Of the 21 astronomy questions on the ADT, only questions 2, 5, 6, 8, 14, 18, and 21 concerned material covered on a day in which students were in the Hot Seat. In Table I, I summarize the relevant parameters for all three exams (i.e., midterm, final, and ADT), including the number of students, the total number of questions, and the number of questions related to material covered by a group in the Hot Seat.
This first question is the most obvious one. In Table II, I list the percentage of correct responses in the following two subsets: (1) responses by students to questions related to their Hot Seat material, and (2) responses by the remaining students to these same questions. There is a significant difference between these two populations. Combining the midterm and final exams, there is only a 0.04% probability that the improved performance is by chance. Curiously, most of this significance is based in the midterm (t=3.0, p=0.15%). The final exam results are improved for the Hot Seat students, but are nevertheless consistent with no gain (t=0.47, p=32%).
As a second test of the effectiveness of the Hot Seat, I performed a similar analysis using the ADT. Here I compared gains by students on questions related to their Hot Seat topic (g=0.33) with the gains by the remaining students answering these same seven questions (g=0.16). The results for each question appear in Table III. Although the gain of the Hot Seat students is higher, with so few questions, the difference is moderately significant: only 1.7 sigma, with a chance probability of 5.0%.
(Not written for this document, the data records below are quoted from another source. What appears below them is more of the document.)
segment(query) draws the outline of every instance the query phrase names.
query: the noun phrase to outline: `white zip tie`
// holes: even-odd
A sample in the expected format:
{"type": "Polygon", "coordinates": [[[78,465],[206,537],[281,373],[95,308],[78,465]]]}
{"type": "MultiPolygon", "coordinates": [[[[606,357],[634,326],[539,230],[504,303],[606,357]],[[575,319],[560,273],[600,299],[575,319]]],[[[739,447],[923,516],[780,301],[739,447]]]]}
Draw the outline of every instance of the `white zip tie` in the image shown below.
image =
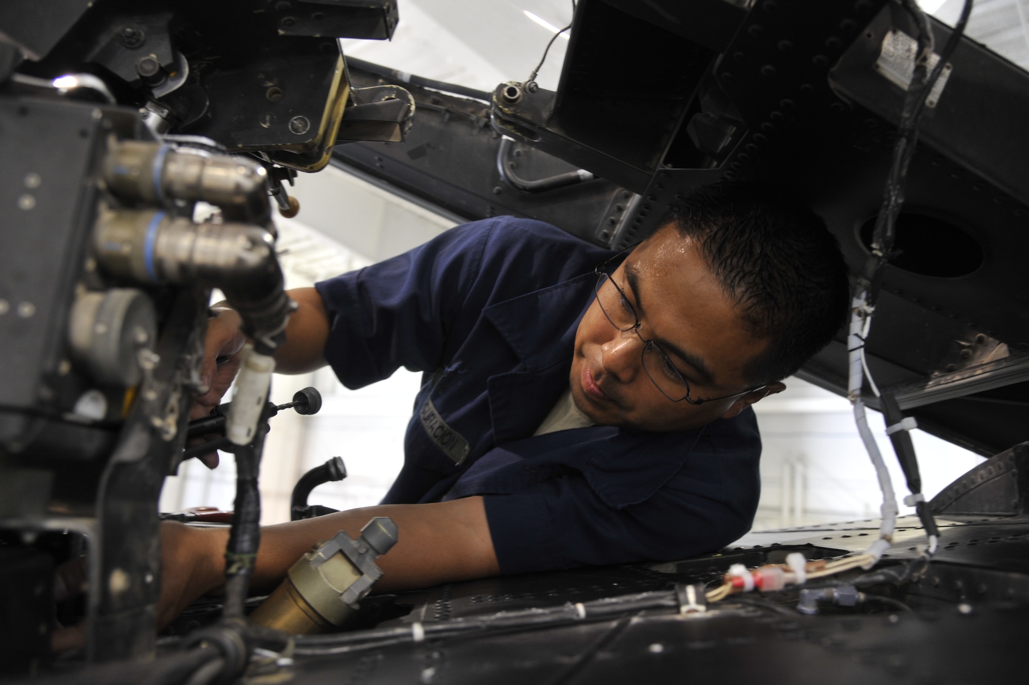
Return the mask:
{"type": "Polygon", "coordinates": [[[886,434],[893,435],[894,433],[899,433],[900,431],[913,431],[918,428],[918,422],[915,421],[915,417],[904,417],[902,421],[893,424],[892,426],[886,427],[886,434]]]}
{"type": "Polygon", "coordinates": [[[742,564],[734,564],[729,567],[729,575],[734,578],[743,578],[743,591],[749,592],[754,589],[754,575],[747,571],[747,567],[742,564]]]}
{"type": "Polygon", "coordinates": [[[786,566],[796,576],[796,585],[808,582],[808,560],[801,552],[790,552],[786,554],[786,566]]]}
Although it would be interesting to see if students not in the Hot Seat benefited (or suffered) from other students being in the Hot Seat, there is little reason to expect this. To examine this issue, I used the seven ADT questions related to Hot Seat material. The gains on these questions by students sitting in the Hot Seat audience (19.7±2.8%) were not significantly different from those of previous semesters (18.8±3.8% in spring 2003, and 22.7±5.3% in fall 2003). I conclude that there is no evidence that the Hot Seat system detracted from the learning experience of students not participating in it on a given day.
On both the midterm and final exams, nearly all of the students were included in both the Hot Seat population and the audience population, depending on the question. However, in analysis of the ADT, only seven Hot Seat-related questions corresponding to five groups were used in the test sample. It is not unreasonable that these students could, by chance, be intrinsically brighter. To test this, I compared their performance with that of the remaining students on the 14 ADT questions unrelated to any Hot Seat material. The Hot Seat population scored lower, though this difference was insignificant (12.4±5.0% vs. 18.3±1.8%).
The midterm exam questions had an average difficulty of 0.69 and discrimination of 0.37. The final exam questions had an average difficulty of 0.71 and discrimination of 0.36. Although these average values are acceptable, they indicate that a nonnegligible fraction of items might not discriminate effectively.